Back in waking reality, Cantor is pushing a bill that wraps itself in family-friendly rhetoric while actually stripping workers of their ability to get paid for overtime work. The name of the bill, Judith Warner notes in Time Magazine, is downright treacherous: it’s called the Working Families Flexibility Act. As Brenden Timpe has noted, the bill aids employers, not workers. And yes, the House is scheduled to vote on it this week.

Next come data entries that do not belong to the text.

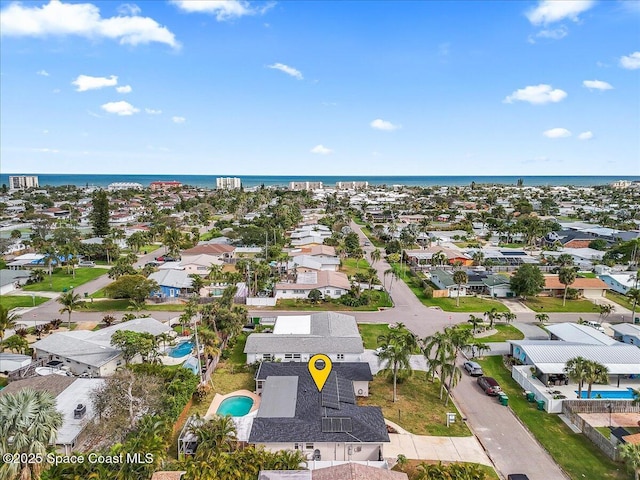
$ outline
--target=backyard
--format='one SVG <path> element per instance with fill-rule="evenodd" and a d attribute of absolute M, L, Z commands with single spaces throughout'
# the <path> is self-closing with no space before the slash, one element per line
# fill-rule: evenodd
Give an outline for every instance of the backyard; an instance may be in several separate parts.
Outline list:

Writing for The Hill, Eileen Applebaum, an economist with the Center for Economic Policy Research details what the comp time bill would really do:
Its major effect would be to hamstring workers – likely increasing overtime hours for those who don’t want them and cutting pay for those who do. The proposed legislation undermines the 40-hour work week that workers have long relied on to give them time to spend with their kids. The flexibility in this comp time bill would have employees working unpaid overtime hours beyond the 40-hour workweek and accruing as many as 160 hours of compensatory time. A low-paid worker making $10 an hour who accrued that much comp time in lieu of overtime pay would effectively give his or her employer an interest-free loan of $1,600 – equal to a month’s pay. That’s a lot to ask of a worker making about $20,000 a year. Indeed, any worker who accrues 160 hours of comp time will in effect have loaned his or her employer a month’s pay. This same arithmetic provides employers with a powerful incentive to increase workers’ overtime hours. Instead of having to pay time-and-a-half wages when an hourly-paid employee works longer than the standard 40-hour work week, the employer incurs no financial cost at the time the extra hours are worked.
As if that weren’t bad enough, the legislation would actually stifle job creation. Instead of hiring more employees as the economy recovers, the bill would give businesses new incentives to pile extra overtime hours onto current employees.

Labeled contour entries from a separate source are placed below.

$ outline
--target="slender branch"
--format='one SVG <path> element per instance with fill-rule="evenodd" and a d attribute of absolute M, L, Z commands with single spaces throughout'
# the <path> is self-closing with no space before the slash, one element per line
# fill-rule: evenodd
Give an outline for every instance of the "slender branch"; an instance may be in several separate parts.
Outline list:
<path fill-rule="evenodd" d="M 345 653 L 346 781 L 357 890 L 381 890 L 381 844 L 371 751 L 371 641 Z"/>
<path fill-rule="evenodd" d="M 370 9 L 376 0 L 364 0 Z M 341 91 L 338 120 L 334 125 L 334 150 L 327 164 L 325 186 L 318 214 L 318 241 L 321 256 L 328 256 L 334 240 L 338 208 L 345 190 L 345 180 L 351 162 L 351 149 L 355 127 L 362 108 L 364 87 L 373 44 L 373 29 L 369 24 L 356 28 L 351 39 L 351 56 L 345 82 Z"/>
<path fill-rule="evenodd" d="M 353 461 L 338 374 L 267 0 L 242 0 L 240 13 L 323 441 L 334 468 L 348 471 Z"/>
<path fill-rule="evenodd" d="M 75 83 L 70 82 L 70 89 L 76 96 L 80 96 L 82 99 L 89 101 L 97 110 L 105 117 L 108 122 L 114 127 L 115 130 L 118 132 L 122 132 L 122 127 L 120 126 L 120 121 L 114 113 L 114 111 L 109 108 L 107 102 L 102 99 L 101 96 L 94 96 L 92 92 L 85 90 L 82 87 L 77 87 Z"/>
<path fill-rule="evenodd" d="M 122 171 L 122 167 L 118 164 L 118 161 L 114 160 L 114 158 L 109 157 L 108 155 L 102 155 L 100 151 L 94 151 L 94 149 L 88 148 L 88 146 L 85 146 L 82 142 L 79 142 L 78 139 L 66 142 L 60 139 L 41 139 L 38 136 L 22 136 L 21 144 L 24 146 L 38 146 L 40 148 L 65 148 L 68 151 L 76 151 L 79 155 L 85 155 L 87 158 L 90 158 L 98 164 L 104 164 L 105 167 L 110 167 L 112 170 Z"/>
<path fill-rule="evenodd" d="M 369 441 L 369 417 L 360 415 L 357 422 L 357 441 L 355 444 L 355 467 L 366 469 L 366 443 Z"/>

As we’ve documented frequently on this blog, work hours are a major concern for low-wage workers – and the rest of us. Retail workers struggle to get by on unstable schedules with constantly shifting working hours. Forty million Americans, including two out of three low-wage workers in the U.S. don’t have a single paid sick day off work. And too many of us are striving for every extra paid hour we can get as wages have remained flat at a time of record profits. The problems are real and could be addressed by policy, but they need real solutions, not the cynical ploys to deprive workers of the few remaining rights on the job.